Atem, qui les avaient écouté, réfléchit à ce que ses amis venaient de lui dire. Il se demandait si cela pouvait être vraiment son destin. Peut être était-ce seulement un simple message. En fait il n'en savait rien, et se dit que si c'était réellement son destin, il le saurait un jour. Il fallait qu'il soit patient.

« Merci pour votre aide. Peut être que vous avez raison, je verrais bien. Mais si tel est le cas, je le saurai un jour ou l'autre. Je n'ai plus qu'à attendre. Peut être que je ne referais plus ce rêve, après tout. Et puis s'il continue, peut être que j'en apercevrais un peu plus » Commença t' il par dire en chuchotant, comme s'il se parlait à lui même « Au fait ! Si vous pouviez n'en parler à personne pour l'instant. Inutile d'embêter tout le monde avec ça » Finit-il par dire.

« Ok ! Pas de problème. Mais si t'as d'autres informations sur ça, n'hésite pas, car ça m'intrigue. Et puis ça ne me dérange pas de t'aider » Dit Bakura en souriant.

« Oui c'est vrai ne t'en fais pas. On dira rien! Mais dis nous si tu as d'autres informations, car moi aussi ça m'intéresse! » Répondit Marek en souriant de plus bel.

Ils continuèrent de discuter de tout et de rien pendant un petit moment, puis Bakura pris congé d'Atem et de Marek, en repensant à ce que celui-ci lui avait dit.
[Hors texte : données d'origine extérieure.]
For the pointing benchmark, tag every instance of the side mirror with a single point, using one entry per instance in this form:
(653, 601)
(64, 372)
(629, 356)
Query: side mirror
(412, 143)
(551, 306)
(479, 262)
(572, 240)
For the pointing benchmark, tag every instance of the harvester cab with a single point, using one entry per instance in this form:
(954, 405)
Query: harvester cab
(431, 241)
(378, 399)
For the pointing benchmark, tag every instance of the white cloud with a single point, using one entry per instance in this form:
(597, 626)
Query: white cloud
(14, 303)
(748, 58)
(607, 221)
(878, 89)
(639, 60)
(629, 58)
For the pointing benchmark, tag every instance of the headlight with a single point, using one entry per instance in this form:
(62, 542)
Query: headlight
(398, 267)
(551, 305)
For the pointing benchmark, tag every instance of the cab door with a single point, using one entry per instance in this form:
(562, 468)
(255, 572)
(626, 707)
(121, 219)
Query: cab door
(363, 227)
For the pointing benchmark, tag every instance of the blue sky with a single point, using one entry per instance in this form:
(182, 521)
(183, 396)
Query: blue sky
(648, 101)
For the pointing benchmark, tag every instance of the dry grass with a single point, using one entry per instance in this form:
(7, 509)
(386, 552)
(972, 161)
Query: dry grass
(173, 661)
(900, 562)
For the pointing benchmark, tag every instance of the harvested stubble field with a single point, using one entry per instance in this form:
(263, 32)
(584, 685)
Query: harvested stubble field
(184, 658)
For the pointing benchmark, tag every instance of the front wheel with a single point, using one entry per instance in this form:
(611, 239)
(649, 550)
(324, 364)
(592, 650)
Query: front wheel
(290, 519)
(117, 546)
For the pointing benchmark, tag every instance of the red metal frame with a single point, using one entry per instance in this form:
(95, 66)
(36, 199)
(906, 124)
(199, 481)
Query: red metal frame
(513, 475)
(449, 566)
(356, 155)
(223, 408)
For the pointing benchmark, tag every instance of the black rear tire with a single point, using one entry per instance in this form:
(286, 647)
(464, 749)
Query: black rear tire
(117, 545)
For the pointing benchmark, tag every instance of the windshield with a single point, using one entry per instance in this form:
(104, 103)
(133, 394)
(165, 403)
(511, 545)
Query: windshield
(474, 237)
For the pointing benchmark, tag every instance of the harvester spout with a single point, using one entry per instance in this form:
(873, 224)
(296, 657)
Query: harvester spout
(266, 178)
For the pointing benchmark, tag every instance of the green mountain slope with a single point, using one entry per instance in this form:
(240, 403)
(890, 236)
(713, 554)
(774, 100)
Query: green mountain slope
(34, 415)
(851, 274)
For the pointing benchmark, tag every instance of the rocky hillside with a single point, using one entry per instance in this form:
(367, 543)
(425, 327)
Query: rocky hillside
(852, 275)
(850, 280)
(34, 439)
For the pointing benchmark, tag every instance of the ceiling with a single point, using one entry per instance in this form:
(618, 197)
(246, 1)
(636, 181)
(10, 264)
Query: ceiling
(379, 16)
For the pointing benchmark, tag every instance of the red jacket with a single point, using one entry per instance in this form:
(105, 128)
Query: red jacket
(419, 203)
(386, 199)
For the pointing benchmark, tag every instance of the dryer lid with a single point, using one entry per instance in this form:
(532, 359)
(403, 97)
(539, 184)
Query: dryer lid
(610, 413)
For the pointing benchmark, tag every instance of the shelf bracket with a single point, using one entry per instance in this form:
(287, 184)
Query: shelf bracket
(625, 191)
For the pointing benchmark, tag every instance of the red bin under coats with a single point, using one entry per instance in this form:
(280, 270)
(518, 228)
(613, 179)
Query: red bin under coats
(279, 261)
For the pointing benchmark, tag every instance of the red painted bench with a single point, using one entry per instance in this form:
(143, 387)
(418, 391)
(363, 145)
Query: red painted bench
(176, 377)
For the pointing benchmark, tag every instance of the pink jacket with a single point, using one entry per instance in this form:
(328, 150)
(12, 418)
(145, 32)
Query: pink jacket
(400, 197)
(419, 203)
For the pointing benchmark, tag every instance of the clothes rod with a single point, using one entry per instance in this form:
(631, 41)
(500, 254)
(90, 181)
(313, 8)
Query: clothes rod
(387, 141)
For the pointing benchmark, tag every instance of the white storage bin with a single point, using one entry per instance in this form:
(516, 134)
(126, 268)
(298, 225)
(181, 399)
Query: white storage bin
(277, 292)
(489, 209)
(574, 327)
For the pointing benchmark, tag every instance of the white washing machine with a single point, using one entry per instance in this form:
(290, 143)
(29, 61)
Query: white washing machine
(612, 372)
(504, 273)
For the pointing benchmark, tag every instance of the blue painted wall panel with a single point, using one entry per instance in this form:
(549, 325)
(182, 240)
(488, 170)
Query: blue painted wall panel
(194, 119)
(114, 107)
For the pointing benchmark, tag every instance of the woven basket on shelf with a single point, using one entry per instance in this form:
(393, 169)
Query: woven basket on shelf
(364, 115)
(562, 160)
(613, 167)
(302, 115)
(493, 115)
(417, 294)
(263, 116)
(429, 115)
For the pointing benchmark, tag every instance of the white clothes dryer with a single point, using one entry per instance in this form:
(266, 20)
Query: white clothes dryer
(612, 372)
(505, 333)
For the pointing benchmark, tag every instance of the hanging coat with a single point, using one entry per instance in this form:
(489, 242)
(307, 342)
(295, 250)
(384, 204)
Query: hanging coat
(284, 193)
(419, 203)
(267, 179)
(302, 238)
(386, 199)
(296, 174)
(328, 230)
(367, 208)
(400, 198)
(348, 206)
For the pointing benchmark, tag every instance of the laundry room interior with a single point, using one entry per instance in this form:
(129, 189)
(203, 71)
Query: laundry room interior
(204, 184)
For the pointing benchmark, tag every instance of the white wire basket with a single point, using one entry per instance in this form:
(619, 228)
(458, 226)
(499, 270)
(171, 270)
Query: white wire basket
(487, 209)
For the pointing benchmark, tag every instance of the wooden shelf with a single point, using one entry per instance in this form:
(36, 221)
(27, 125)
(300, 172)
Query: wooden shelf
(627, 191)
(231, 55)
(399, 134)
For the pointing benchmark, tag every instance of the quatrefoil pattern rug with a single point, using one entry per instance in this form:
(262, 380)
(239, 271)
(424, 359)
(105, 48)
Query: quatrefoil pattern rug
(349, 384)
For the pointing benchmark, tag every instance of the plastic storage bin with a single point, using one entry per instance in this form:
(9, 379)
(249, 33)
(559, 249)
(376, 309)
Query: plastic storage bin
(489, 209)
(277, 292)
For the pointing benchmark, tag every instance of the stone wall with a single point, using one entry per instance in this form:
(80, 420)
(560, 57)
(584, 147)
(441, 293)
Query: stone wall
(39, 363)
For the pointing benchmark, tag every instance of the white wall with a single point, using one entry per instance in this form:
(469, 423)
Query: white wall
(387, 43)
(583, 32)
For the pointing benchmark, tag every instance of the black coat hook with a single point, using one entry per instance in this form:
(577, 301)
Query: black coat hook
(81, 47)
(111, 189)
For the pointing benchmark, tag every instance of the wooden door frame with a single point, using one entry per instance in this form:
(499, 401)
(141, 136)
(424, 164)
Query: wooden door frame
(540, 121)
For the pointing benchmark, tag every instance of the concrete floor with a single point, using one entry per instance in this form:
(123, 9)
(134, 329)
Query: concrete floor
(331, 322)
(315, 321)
Il était très curieux et intrigué par ce que lui avait dit Atem. Il avait hâte de connaître la suite des évènements. Mais il se dit qu'Atem devait être le plus impatient des trois, et il calma son impatience.

Pour le moment tout ce passait bien. Il avançait dans ses cours, ses papiers étaient en cours et il avait des amis formidables, prêts à l'aider. Que demander de plus. Il s'épanouissait donc de jour en jour et se sentait heureux.

Cela faisait un mois que Rebecca et Kazumi faisaient leurs études au Japon en compagnie de leurs amis. Tous les jours étaient prétextes à s'amuser et à être ensemble. Toujours le même rituel fait de cours et d'amusement. Les garçons ne perdaient aucune occasion, ils jouaient et faisaient des paris, que se soit pour les notes, l'absence des professeurs et bien d'autres choses. Ils étaient tous heureux et content de vivre.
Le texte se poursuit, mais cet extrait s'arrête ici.